Halloween Kills Review: A Killer Sequel!
In 2018, moviegoers were reintroduced to a horror legend After many outings, the Halloween series made its return to silver screen with the movie simply known as Halloween. Rather than continuing the events of previous installments, the 2018 sequel decided to make a new start and continue the story of the first film 40 years later and retconning everything else. While I thought the movie could have been stronger, there was no denying the film made an impression with both moviegoers and critics to the point where the movie grossed over $250 million. Thanks to its success the studio decided to continue this new chapter and after much delay Michael Myers strikes again in Halloween Kills.
Directed again by David Gordon Green, the movie picks up right where the first one left off as Laurie Strode (Jamie Lee Curtis) recuperates from her previous encounter with Michael (James Jude Courtney), only to find out that killer survived and has continued his killing spree on the town of Haddonfield. Unlike previous entries this new film is unique as it is the first part of finale that culminate next year. Between the continuing story and knowing where it might be going there were some interesting aspects going into this sequel; and despite my reservations going in, I cannot deny that Halloween Kills ended up being a killer sequel.
Having a direct continuation is not an eerie concept for the Halloween series, but it was indeed a refreshing direction for the new movie. Not only was the plot easy to get back into but it also expanded on new elements like the town Haddonfield. While the first film focused on the Strodes, this movie deals with townsfolks and how they were affected by the 1978 killings. This direction not only expanded on the overall story but gave the plot a thematic nature that kept things grounded. The only issue this story suffered from was it trying to balance each element, and this led to points such as Allyson (Andi Matichak) hunting Michael getting lost in the shuffle. If nothing else the story was a thrill ride as Michael’s path destruction was tense from beginning to end, and this was enough live up to terrifying nature of the franchise.
When it came to the cast the movie featured a surprising ensemble. Horror films are not usually known for their in depth characters and the previous film did not have the strongest of casts-though some performances stood out. However this cast was impressive thanks to the nuance in the characters’ direction. When it came to Laurie, the original scream queen was as impressive as ever; however her time on screen was limited-though I think this direction was for the best. Along with Laurie were family members Allyson and Karen (Judy Greer) who had a stronger outing this time around thanks to the movie taking the time to flesh out their characters. With the town playing a bigger role in this movie it was nice to see that Haddonfield was a community rich with character. Whether it was returning characters like Tommy (Anthony Michael Hall) or even minor players each cast member left an impression and felt appropriate for the movie at hand. Last and certainly not least was the Boogeyman himself Michael Myers. The iconic killer was as formidable as ever and the movie did its best to expand on Michael’s derange mentality-though this direction could have used more clarification. Between their captivating direction and impressive performances, this cast was among the best in the series and an extraordinary ensemble for any horror film.

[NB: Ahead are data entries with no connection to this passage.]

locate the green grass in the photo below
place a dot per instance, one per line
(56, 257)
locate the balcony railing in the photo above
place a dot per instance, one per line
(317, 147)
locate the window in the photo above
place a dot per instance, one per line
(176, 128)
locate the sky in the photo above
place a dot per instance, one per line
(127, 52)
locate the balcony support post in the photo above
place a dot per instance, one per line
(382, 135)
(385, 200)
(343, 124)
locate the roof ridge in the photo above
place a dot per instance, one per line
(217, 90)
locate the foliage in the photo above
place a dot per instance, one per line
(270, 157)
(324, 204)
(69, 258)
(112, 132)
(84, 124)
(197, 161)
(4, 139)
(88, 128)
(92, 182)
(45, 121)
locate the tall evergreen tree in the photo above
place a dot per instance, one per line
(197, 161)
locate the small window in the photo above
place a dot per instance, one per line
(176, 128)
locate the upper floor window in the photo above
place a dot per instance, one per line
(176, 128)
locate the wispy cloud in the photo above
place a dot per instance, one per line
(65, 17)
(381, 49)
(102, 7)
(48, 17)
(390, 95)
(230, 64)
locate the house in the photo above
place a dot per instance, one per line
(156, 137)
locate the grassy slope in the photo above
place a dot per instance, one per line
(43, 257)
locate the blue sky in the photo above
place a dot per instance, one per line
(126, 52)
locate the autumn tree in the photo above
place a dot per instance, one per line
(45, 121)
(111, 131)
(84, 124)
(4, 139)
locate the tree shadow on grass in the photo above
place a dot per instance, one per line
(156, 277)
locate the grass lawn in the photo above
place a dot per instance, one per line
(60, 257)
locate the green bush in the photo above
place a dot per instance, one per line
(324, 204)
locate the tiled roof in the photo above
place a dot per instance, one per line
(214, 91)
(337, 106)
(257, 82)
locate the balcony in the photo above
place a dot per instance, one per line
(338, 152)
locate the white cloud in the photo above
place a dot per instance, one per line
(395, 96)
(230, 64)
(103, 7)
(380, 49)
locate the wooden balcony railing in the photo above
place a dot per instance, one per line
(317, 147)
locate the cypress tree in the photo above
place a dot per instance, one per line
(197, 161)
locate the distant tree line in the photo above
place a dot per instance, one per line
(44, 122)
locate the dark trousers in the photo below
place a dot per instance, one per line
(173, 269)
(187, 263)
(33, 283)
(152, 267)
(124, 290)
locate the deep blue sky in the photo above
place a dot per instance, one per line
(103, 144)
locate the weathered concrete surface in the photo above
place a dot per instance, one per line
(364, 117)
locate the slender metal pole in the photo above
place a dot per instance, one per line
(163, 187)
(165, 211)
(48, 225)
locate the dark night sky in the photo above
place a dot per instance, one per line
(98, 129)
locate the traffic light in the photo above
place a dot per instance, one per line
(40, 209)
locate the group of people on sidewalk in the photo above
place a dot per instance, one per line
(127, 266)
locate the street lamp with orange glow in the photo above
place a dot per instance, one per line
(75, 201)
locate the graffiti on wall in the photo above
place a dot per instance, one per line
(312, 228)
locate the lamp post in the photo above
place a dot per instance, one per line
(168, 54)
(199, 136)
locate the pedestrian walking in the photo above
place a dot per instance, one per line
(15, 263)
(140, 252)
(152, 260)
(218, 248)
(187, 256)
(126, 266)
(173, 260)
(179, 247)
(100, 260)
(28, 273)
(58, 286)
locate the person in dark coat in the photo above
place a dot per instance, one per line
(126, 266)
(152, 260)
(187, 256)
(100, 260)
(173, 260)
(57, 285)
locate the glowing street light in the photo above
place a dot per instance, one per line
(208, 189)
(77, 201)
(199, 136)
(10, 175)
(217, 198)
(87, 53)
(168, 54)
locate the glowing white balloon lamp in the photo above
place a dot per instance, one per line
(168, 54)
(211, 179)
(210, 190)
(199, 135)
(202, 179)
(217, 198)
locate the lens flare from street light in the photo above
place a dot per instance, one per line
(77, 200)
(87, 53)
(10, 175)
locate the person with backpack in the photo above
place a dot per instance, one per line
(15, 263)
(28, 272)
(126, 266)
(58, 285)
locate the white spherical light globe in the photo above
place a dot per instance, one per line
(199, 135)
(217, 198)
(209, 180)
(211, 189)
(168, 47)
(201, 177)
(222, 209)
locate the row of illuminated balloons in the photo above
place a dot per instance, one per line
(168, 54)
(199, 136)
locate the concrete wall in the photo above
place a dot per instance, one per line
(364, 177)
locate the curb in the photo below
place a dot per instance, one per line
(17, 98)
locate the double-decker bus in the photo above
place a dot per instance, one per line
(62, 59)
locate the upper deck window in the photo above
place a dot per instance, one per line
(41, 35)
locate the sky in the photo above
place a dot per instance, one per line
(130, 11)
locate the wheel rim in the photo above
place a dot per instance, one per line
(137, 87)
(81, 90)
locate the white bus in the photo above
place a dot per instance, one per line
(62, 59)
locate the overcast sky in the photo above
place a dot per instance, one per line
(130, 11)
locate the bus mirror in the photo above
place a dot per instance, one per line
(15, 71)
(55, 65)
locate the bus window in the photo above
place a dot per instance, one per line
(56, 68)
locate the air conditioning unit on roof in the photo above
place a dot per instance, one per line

When going into a Halloween film it is best to expect an array of violence. However, in the case of Halloween Kills, the sequel was not only violent, but its brutality was off the scale. Each sequence was more gruesome than the next and with its gritty execution the kills of this movie were among the best of the series has ever produced. Aiding the film’s violence was the cinematography which had bleak look that was fitting for the movie’s dark setting. Last and most certainly not least was the music by the team of Cody Carpenter, Daniel Davies and of course John Carpenter. Along with utilizing the iconic Halloween theme, the music was dynamic in its use and gave the movie a foreboding atmosphere. Between this and its gruesome nature, the tone of Halloween Kills was tense, ominous and worthy of its respected series.
What started as uncertain tale has become a major chapter in the Halloween franchise. Halloween Kills delivers with its nuance in storytelling and characters as well as its gruesome presentation in general horror. Though this sequel had some weaknesses it was not enough to keep this movie buried as this sequel is arguably among the best in the franchise has ever created. Next year cannot come soon enough as I eagerly await to see how this story comes to an end and whether Halloween Kills helped pave the way in this thrilling chapter to the classic series.